Un autre signe intéressant à noter est la présence au sommet de Kazan du Secrétaire général des Nations unies, Antonio Guterres. Ce n’est pas une nouveauté en soi. Guterres avait déjà participé au précédent sommet en Afrique du Sud et il a l’habitude d’assister à des sommets réunissant un grand nombre d’États membres de l’ONU, mais sa participation aujourd’hui revêt une signification particulière. Dans les couloirs de la diplomatie internationale, les paroles de condamnation de l’ONU par Israël résonnent toujours sans être atténuées, ni déplorées par ses principaux partenaires et soutiens, à commencer par les Etats-Unis.
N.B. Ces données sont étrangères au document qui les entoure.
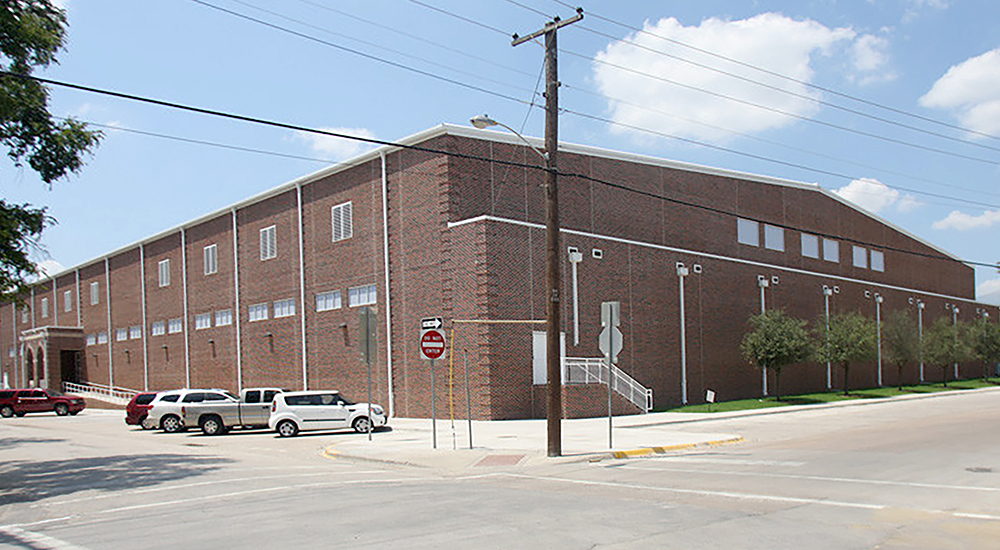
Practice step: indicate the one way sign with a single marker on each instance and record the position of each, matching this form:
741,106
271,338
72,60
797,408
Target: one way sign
431,322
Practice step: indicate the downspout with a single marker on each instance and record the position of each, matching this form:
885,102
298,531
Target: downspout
236,307
187,332
388,294
107,291
145,329
302,294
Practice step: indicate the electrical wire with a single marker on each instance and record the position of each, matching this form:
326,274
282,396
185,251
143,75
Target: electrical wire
585,177
783,76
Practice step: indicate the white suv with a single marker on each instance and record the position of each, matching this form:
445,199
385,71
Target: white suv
296,411
165,410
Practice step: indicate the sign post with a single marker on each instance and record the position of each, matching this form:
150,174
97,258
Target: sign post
610,343
432,347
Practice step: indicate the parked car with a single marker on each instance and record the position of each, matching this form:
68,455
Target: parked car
19,402
292,412
137,410
165,409
251,410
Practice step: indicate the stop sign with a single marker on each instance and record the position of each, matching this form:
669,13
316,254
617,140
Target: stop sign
432,344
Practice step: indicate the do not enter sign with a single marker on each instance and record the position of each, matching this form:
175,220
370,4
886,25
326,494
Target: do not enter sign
432,344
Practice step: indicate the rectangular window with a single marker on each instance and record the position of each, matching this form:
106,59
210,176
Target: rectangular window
361,295
861,257
774,238
284,308
258,312
325,301
343,225
748,232
211,259
878,261
202,321
223,317
165,273
268,243
810,246
831,250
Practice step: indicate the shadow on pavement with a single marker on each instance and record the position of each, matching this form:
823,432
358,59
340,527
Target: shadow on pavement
29,481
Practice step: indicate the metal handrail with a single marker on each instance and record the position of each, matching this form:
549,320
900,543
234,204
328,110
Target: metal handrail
592,370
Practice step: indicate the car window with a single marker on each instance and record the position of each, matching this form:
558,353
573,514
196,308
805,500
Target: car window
193,397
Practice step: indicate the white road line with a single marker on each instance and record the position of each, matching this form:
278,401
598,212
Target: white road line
816,478
190,485
38,541
723,494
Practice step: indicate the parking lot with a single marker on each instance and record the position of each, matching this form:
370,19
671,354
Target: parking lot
920,473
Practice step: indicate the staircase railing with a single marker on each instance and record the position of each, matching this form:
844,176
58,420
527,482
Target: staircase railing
593,370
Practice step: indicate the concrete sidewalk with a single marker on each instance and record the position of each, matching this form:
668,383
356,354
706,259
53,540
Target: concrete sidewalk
501,443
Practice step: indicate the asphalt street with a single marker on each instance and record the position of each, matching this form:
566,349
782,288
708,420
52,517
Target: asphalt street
918,473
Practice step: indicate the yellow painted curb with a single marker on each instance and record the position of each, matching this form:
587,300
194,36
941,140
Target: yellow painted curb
646,451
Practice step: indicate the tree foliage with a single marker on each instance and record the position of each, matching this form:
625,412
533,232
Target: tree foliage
900,341
32,33
945,344
984,338
774,341
852,340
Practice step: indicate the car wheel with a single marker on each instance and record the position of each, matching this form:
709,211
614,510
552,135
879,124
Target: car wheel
362,425
287,428
212,425
171,424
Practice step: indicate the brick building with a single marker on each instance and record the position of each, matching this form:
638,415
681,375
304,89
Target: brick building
268,291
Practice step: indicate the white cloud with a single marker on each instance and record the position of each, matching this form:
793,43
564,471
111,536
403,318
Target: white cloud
875,196
869,55
335,148
770,40
971,91
964,222
988,292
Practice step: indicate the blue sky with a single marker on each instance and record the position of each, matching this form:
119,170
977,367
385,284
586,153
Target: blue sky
623,89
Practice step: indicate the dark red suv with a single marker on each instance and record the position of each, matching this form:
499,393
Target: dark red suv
21,402
137,408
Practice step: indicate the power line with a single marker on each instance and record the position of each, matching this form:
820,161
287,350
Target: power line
783,76
288,126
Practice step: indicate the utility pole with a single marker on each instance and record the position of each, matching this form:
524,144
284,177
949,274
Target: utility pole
552,268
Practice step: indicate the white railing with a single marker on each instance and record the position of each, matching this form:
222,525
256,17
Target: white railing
593,370
109,394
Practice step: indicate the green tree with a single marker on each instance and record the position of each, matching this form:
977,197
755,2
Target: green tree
945,344
774,341
852,340
985,340
900,342
32,32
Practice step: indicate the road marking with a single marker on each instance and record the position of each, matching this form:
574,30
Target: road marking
816,478
723,494
38,541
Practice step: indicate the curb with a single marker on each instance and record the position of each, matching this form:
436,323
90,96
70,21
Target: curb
647,451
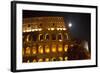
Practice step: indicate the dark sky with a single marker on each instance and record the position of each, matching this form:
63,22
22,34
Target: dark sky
80,22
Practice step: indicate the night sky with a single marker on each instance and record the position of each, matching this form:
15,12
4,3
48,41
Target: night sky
81,22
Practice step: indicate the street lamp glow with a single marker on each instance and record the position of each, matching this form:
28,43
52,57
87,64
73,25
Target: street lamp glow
70,25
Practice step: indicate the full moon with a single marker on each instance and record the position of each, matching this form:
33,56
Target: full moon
70,24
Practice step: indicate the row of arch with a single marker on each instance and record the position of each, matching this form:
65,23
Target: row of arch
47,36
47,59
42,50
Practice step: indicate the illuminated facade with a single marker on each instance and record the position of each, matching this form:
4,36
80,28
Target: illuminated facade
45,39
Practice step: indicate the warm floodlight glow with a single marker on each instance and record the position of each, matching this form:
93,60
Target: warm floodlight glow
70,25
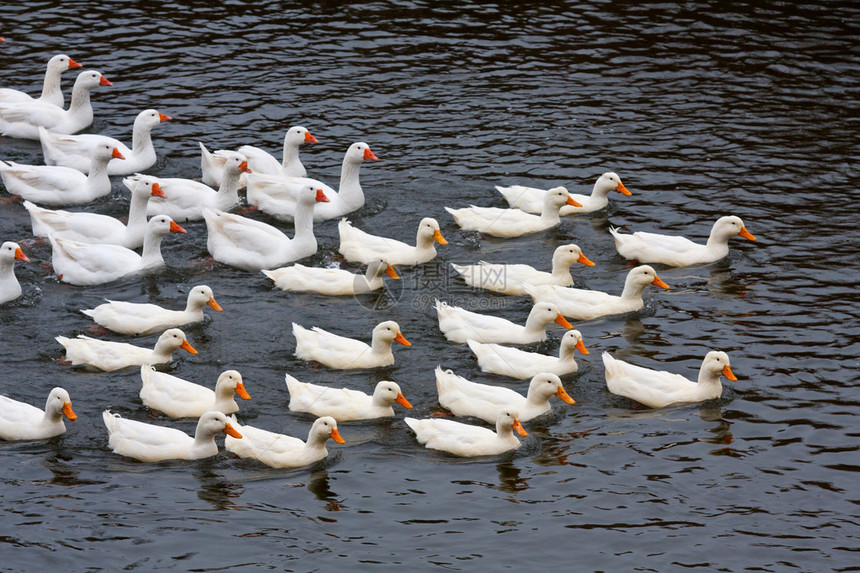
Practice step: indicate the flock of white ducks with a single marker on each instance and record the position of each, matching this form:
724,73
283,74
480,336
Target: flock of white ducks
90,249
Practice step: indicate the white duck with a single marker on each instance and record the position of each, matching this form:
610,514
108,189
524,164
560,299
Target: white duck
530,199
144,318
56,186
23,119
51,92
466,440
92,264
466,398
332,282
269,193
180,398
582,304
108,356
10,288
253,245
343,404
150,443
459,325
508,223
360,247
520,364
74,150
283,451
507,279
94,227
21,421
677,251
656,389
340,352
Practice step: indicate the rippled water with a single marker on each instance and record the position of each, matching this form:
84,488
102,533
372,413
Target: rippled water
702,110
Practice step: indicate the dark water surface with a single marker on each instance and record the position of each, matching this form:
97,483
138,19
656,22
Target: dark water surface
702,110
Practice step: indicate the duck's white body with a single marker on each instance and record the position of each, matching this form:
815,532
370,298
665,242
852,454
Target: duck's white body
530,199
344,353
521,364
180,398
466,440
459,325
21,421
277,195
656,389
331,282
51,92
108,356
56,186
281,450
677,251
582,304
23,119
144,318
10,288
75,150
92,264
508,279
343,404
360,247
95,228
150,443
466,398
508,223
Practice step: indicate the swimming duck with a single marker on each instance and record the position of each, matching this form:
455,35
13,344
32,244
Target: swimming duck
520,364
340,352
150,443
21,421
677,251
108,356
530,199
343,404
360,247
180,398
656,389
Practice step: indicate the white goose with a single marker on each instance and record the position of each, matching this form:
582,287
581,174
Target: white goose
343,404
108,356
51,92
283,451
180,398
656,389
93,264
459,325
74,150
331,282
253,245
21,421
361,247
508,223
466,440
10,288
23,119
530,199
677,251
343,353
95,228
56,186
151,443
466,398
507,279
144,318
272,196
520,364
582,304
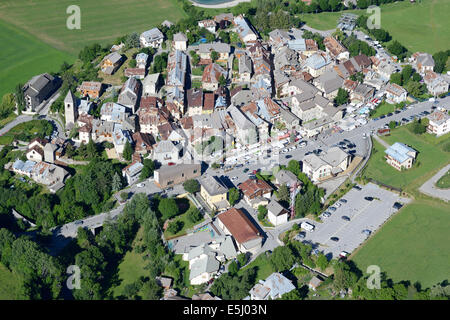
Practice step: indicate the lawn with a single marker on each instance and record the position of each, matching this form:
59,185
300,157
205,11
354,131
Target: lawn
431,158
132,266
26,131
24,57
183,217
383,109
421,26
412,246
444,181
39,41
9,284
263,267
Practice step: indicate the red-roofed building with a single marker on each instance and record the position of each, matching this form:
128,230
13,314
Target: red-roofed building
208,103
211,76
237,224
256,192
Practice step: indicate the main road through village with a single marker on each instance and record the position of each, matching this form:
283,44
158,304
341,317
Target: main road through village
62,234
Plus encore, ils font écho aux missiles israéliens qui ont délibérément attaqué les bases de la mission de la FINUL déployée au Sud-Liban, en violation flagrante du droit international et de la résolution 1701 du Conseil de sécurité. Une fois de plus, le double standard occidental apparaît : la stratégie de sécurité nationale étasunienne de 2017 (la première signée par Donald Trump) définissait la Russie et la Chine comme deux adversaires ayant adopté une « posture révisionniste » à l’égard de l’ordre international, indiquant l’intention de ces deux pays de bouleverser l’équilibre mondial. C’est précisément l’affaire Unifil de la part d’Israël et l’aval substantiel des États-Unis (son principal partenaire et fournisseur d’équipements militaires) qui montrent que ceux qui veulent bouleverser les règles internationales sont plutôt certains pays du bloc occidental (dont beaucoup ont un poids colonial), dans leur tentative antihistorique d’empêcher l’émergence de pays (dont beaucoup sont d’anciennes colonies), dont le poids accru dans les relations internationales conduit à une démocratisation croissante des règles du jeu.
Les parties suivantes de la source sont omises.